JEMBER – Bupati Jember Hendy Siswanto menilai upaya kepala desa untuk memastikan pemahaman warga tentang Covid-19 belum maksimal.
Tak heran, pelanggaran prokes Covid-19 masih sering terjadi di desa-desa. Bahkan, beberapa warga juga mengeluarkan jenazah Covid-19 secara paksa.
Hendy memperkirakan tidak semua kepala desa mengedukasi warganya, sehingga pemahaman mereka tentang prokes dan informasi Covid-19 berbeda-beda.
“Ya mereka melakukan (edukasi), tapi banyak juga yang tidak,” kata Hendy, Senin (26 Juli 2021).
Menurutnya, edukasi warga desa tentang Covid-19 bahkan tidak bisa diselesaikan sekali tahap, tetapi harus berkelanjutan.
“Edukasi kepada warga butuh istiqomah, tidak bisa dilakukan hanya sekali tahap,” ucap dia.
Hendy mencontohkan: Jika anak kepala desa hanya diedukasi satu kali, belum tentu mereka patuh, apalagi bagi seluruh masyarakat.
“Menurut saya, jabatan kepala desa tidak ideal. Kemanusiaan harus didahulukan,” jelasnya.

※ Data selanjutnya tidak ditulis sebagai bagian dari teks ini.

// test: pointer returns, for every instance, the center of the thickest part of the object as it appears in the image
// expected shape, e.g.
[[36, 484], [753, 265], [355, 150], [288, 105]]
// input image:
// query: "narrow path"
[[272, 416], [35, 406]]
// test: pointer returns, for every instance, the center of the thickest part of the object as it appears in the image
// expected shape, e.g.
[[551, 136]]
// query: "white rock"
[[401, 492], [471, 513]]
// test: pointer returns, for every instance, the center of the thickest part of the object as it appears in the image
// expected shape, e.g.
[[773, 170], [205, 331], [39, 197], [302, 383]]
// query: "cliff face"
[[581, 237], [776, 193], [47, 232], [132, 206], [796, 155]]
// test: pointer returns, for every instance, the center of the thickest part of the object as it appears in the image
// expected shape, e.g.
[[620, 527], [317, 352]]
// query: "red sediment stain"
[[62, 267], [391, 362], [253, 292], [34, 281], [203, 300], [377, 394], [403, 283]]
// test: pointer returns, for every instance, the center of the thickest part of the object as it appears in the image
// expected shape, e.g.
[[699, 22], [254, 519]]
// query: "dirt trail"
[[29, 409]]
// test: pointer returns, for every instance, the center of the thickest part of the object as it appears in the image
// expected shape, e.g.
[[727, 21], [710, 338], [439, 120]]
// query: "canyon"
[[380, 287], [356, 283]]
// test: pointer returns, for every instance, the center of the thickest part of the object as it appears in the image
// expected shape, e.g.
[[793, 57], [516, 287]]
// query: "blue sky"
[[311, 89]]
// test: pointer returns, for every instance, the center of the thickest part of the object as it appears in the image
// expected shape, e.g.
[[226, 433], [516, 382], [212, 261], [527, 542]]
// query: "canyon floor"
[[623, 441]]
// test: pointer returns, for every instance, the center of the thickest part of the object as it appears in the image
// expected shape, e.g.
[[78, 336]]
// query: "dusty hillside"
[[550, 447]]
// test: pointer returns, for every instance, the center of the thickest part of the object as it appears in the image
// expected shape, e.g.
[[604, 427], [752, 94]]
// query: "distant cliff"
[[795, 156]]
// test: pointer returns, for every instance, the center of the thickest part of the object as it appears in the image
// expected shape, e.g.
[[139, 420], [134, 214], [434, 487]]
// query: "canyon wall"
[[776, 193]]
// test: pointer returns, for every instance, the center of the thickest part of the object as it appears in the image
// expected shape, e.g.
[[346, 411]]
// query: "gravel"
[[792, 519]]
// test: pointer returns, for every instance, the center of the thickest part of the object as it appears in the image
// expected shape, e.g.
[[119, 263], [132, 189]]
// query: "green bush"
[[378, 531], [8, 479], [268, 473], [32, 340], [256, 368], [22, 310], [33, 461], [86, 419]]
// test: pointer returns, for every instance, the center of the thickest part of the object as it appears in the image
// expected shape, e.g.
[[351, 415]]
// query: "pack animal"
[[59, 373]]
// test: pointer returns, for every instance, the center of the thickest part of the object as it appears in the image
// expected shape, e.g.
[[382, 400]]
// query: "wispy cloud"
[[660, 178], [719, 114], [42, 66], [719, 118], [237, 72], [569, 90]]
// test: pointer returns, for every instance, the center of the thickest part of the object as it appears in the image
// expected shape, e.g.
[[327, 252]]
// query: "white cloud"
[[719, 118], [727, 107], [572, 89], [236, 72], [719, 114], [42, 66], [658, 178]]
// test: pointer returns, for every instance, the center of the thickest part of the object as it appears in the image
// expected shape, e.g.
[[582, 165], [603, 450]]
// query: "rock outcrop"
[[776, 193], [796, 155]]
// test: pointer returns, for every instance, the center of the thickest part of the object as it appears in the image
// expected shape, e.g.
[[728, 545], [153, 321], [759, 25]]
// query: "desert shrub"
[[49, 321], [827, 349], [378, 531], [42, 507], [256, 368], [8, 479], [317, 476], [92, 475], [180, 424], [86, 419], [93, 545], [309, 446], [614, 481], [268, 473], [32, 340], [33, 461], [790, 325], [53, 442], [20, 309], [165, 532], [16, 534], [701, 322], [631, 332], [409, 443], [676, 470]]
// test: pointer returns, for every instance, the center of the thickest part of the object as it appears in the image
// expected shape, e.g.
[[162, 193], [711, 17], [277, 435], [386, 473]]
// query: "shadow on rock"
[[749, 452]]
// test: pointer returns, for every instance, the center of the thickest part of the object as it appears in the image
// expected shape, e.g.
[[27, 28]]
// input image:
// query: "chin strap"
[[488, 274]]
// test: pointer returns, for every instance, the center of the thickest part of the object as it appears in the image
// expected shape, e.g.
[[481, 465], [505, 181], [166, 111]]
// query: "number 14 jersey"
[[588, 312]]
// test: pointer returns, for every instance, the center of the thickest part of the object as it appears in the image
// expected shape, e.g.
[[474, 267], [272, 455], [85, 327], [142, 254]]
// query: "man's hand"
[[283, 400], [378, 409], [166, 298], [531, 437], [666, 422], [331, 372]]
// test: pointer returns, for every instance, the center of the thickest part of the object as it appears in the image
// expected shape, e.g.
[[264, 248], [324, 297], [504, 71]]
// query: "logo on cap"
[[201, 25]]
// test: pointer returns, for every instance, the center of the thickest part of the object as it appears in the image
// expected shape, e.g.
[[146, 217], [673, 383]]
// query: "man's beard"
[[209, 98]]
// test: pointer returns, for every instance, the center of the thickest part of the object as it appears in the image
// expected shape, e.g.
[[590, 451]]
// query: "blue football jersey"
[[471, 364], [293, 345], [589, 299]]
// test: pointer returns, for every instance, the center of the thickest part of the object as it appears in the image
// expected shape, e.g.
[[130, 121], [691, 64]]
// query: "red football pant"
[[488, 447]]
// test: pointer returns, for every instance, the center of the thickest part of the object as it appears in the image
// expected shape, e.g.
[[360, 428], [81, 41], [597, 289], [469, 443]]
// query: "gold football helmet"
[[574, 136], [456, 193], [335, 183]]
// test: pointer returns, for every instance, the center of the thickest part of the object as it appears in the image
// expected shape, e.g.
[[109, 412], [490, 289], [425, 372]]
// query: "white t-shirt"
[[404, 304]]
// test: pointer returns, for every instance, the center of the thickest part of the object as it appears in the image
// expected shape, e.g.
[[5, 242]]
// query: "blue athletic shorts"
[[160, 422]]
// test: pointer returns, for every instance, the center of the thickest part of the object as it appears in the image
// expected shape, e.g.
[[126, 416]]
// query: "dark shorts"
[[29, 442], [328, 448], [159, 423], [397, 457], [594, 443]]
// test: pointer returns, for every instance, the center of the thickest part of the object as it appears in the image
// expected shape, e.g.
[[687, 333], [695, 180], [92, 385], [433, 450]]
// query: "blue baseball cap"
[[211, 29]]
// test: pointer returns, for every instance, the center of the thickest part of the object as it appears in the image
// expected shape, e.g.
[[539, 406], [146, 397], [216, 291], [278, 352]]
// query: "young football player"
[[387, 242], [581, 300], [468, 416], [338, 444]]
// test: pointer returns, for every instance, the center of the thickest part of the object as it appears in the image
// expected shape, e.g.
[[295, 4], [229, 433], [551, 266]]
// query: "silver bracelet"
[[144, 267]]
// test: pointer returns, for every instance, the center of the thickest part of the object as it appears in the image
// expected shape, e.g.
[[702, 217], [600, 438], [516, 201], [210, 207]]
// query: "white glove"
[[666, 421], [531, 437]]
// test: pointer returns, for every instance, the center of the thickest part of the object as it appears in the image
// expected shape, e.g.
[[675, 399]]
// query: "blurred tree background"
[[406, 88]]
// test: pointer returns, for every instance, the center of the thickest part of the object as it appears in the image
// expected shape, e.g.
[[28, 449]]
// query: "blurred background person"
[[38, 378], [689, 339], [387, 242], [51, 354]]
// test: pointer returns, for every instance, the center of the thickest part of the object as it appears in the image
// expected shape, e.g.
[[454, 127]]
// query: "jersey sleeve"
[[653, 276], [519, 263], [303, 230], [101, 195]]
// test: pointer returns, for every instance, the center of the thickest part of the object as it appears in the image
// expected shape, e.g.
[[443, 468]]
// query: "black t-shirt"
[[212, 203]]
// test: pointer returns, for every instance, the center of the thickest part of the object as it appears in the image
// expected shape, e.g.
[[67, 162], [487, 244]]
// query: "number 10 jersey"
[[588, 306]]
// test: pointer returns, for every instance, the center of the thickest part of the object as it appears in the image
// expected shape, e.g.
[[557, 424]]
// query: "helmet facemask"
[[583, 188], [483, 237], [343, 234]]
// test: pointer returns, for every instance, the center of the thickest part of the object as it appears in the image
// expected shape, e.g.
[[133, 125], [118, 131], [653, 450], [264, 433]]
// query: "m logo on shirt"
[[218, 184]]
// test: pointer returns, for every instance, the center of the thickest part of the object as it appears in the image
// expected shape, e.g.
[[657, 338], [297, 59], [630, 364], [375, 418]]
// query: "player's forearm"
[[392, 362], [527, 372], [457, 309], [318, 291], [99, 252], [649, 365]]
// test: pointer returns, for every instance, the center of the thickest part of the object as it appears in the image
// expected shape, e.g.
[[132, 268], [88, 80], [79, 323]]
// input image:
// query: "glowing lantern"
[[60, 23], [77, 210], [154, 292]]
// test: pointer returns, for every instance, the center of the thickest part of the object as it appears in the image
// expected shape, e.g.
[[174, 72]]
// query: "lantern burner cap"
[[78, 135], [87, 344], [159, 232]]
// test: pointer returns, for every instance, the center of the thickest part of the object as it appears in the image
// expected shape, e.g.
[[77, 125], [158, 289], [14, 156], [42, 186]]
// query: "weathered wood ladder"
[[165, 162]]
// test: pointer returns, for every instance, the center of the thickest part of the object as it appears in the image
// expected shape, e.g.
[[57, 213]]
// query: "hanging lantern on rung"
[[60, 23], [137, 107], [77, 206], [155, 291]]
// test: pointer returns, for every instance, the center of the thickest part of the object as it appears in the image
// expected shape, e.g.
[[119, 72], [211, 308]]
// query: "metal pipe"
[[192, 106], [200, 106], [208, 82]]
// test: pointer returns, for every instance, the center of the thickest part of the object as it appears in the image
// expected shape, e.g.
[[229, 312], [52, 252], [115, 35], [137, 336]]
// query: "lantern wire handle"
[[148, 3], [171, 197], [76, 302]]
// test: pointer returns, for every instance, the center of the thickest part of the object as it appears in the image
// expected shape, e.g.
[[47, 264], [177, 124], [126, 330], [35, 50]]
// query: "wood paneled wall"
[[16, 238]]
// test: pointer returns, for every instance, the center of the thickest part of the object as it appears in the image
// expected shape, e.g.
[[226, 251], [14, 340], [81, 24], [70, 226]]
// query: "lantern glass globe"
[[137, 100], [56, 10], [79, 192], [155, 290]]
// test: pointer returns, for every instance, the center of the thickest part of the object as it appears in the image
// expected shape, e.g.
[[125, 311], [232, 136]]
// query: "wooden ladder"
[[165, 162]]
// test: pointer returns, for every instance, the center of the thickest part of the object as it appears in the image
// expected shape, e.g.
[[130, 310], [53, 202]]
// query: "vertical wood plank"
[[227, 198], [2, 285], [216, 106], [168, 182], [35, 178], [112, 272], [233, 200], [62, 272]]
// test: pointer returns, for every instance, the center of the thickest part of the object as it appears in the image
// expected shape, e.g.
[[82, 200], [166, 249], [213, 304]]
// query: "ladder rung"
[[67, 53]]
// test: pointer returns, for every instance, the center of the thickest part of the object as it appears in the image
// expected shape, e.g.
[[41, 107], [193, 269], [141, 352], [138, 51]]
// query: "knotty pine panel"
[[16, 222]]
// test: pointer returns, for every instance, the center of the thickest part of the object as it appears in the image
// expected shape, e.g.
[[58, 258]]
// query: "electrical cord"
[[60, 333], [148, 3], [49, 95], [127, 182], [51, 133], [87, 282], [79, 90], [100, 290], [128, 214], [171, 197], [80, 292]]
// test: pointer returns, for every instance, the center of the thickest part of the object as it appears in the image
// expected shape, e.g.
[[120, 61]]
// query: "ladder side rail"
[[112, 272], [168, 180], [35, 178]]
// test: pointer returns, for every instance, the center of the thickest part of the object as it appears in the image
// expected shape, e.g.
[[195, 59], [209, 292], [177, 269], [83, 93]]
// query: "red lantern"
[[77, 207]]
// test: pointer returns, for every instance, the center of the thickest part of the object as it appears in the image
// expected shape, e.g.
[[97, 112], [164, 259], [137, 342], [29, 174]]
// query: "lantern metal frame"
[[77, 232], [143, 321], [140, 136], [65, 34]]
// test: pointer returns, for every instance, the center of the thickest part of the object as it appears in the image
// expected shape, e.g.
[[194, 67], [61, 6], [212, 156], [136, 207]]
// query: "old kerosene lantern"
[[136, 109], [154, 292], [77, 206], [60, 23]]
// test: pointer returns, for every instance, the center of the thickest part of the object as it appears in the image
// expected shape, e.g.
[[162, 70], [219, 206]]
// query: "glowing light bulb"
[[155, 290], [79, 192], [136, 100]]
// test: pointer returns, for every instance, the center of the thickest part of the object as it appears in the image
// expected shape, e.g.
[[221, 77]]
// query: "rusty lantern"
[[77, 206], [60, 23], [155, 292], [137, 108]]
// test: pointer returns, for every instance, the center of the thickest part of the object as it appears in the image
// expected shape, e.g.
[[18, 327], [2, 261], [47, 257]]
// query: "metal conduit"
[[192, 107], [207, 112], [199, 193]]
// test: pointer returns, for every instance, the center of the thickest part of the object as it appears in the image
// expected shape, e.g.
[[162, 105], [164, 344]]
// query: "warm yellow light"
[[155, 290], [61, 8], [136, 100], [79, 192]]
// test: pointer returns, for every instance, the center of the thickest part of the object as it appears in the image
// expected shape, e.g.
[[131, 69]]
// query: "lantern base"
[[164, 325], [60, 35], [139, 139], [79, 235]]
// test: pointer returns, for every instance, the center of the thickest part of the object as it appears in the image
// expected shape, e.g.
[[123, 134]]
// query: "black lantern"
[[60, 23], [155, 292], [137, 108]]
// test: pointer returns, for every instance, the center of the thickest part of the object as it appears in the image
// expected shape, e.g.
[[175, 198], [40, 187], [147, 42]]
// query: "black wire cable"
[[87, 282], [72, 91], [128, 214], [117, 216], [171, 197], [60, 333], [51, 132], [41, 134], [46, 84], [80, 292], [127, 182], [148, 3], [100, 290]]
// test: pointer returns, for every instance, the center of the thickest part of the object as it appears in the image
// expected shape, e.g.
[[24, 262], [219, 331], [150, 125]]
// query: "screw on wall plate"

Hendy mengaku harus beberapa kali ke TKP untuk menyebarkan informasi tentang Covid-19. Jika ini dilakukan hanya sekali, informasinya akan kurang berguna.
“Anda harus terus kembali dan terus ke tingkat yang lebih rendah,” jelasnya.
Ia meyakini bahwa pendidikan terkait Covid-19 merupakan tantangan kemanusiaan, sehingga kegiatan pendidikan bukanlah pekerjaan, melainkan kewajiban.
“Yang manggil hati, bukan pikiran, kalau yang manggil jabatan, saya pastikan mereka tidak akan patuh,” ujarnya.
Menurut Bupati, beberapa desa sudah memiliki dana untuk memerangi Covid-19, dan dana tersebut mencapai 8% dari total dana desa.
Pemerintah Kabupaten Jember juga akan mempertimbangkan penggunaan dana tersebut untuk kegiatan apapun.
Memastikan bahwa dana desa digunakan dengan benar dan pada tempatnya.
Ketika mereka menerima dana dari desa, kami akan memeriksa 8% untuk memahami apa yang mereka lakukan,” tambahnya.